The primary outcome was the difference in 24 h mean SBP between HF-ABPM and LF-ABPM. Secondary outcomes were mean differences in SBP for day- and nighttime, DBP values (24 h, daytime, and nighttime means), 95% limits of agreement (95% LoA) interval, coefficient of variation (CV) for both SBP and DBP values calculated as standard deviation (SD) / mean × 100, and questionnaire data as reported above. The mean difference and the LOA between HF- and LF-ABPM were calculated using Bland-Alman plots and the relationships between differences and means were tested with simple linear regression and plotted appropriately, 24 h means are also presented in scatter plots with a line of equality as reference [23]. Using a 2-sided significance level of 0.05, a power of 0.9, and a SD of 13.5 mmHg [19] we calculated a needed sample size of about 120 patients to detect a 4 mmHg SBP difference between LF-ABPM and HF-ABPM.

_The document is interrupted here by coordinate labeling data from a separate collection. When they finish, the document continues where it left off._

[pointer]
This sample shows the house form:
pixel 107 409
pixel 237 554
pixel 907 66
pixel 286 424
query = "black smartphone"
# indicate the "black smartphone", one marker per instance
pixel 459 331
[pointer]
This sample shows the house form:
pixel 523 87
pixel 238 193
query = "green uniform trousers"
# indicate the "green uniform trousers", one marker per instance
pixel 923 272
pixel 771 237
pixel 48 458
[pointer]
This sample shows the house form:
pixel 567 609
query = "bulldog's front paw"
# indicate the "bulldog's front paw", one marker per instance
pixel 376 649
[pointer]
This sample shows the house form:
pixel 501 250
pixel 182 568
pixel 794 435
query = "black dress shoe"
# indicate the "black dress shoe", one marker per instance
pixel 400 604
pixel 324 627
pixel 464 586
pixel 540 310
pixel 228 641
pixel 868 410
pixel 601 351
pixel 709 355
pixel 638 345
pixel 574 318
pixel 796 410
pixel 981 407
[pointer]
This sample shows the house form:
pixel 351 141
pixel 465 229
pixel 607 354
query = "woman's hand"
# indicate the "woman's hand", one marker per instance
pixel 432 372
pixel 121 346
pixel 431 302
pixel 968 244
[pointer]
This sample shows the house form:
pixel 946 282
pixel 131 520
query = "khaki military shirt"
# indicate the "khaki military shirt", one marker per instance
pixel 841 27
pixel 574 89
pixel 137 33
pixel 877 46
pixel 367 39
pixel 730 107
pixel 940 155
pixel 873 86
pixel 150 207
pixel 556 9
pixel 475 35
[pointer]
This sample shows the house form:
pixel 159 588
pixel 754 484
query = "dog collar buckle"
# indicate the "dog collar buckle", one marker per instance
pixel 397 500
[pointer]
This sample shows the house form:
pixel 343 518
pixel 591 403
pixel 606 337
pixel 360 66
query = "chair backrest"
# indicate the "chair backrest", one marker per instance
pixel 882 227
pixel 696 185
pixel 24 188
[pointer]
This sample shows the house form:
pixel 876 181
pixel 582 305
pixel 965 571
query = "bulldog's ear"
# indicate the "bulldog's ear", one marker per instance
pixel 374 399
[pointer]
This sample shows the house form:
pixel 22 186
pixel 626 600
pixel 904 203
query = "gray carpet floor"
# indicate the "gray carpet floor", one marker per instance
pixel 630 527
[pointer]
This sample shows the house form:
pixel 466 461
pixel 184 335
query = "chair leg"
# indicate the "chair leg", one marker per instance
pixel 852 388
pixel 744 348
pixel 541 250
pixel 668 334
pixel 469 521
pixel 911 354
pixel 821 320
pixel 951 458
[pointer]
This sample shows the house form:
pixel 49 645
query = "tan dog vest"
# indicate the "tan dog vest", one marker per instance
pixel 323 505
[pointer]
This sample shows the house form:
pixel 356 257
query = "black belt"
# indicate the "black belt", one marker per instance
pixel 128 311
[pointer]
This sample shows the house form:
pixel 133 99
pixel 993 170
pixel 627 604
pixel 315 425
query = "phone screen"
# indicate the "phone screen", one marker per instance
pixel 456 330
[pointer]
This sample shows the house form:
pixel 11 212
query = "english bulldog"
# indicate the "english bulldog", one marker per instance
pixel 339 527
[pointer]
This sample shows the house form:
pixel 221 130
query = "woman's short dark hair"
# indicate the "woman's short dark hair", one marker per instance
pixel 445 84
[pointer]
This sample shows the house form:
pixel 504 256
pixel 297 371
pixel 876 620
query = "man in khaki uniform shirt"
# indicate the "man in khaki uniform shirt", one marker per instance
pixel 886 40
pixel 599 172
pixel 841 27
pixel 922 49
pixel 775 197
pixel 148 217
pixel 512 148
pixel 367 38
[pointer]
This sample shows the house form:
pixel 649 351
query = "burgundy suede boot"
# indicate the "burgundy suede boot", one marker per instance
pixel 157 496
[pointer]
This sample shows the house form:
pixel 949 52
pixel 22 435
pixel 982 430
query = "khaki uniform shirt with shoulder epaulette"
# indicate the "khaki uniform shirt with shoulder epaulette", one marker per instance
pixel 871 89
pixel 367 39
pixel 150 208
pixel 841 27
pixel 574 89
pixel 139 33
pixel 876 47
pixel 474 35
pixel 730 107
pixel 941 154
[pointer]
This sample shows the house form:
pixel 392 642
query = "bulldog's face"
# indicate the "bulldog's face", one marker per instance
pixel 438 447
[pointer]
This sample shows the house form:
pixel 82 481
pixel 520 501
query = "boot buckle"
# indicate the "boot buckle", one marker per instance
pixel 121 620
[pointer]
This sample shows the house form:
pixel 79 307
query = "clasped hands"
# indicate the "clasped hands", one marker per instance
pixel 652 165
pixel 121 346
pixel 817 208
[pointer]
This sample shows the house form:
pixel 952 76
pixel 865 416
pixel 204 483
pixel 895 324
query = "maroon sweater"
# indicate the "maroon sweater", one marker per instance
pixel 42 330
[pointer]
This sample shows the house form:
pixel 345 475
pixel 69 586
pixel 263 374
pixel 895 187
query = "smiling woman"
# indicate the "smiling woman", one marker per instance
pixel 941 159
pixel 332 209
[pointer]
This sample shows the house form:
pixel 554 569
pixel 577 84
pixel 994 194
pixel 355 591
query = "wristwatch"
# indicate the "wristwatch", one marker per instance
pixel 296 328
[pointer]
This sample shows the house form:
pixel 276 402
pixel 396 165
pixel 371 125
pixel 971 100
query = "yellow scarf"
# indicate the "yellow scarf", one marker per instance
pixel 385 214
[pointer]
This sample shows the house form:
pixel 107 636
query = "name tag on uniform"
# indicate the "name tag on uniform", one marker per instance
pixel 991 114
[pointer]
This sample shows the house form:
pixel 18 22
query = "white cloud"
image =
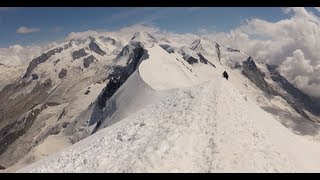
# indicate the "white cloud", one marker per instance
pixel 8 9
pixel 26 30
pixel 16 55
pixel 291 43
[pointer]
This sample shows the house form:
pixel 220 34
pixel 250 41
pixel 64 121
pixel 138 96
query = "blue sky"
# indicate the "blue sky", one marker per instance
pixel 49 24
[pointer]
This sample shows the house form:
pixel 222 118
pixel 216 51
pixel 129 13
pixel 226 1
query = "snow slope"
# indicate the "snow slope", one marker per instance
pixel 160 68
pixel 206 128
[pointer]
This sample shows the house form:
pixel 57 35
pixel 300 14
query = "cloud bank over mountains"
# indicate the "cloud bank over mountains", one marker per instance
pixel 293 44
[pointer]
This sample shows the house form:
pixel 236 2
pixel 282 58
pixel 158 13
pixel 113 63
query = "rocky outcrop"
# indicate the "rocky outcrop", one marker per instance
pixel 41 59
pixel 95 48
pixel 297 96
pixel 134 53
pixel 232 50
pixel 34 76
pixel 251 71
pixel 63 73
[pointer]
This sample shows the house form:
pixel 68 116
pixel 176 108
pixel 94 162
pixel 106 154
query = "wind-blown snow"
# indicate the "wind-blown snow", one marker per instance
pixel 207 128
pixel 158 70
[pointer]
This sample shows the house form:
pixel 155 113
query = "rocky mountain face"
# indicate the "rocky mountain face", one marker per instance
pixel 77 79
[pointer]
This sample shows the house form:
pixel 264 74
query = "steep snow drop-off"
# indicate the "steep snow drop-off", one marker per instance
pixel 207 128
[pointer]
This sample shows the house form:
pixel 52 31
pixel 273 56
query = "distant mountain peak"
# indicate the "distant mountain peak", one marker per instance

Data were analyzed using STATA (Version 17, StataCorp, College Station, TX, USA). Continuous variables were evaluated for normal distribution using QQ-plots and histograms. BP results are presented as means with 95% confidence intervals (CI). All other continuous, normally distributed variables are presented as means ± SD, and data with a skewed distribution are presented as median with interquartile range (IQR). Dichotomous variables are presented as number of patients with % of total population. For independent data unpaired t-test, Mann-Whitney-U test and chi-squared-test were used for normally distributed, skewed, and dichotomous data, respectively. For paired data a paired t-test, Wilcoxon matched-pairs signed-rank test, and McNemar’s test were used for normally distributed, skewed, and dichotomous, data respectively. A P-value less than 0.05 was considered statistically significant. The main author has full access to all the data in the study and takes responsibility for its integrity and the data analysis.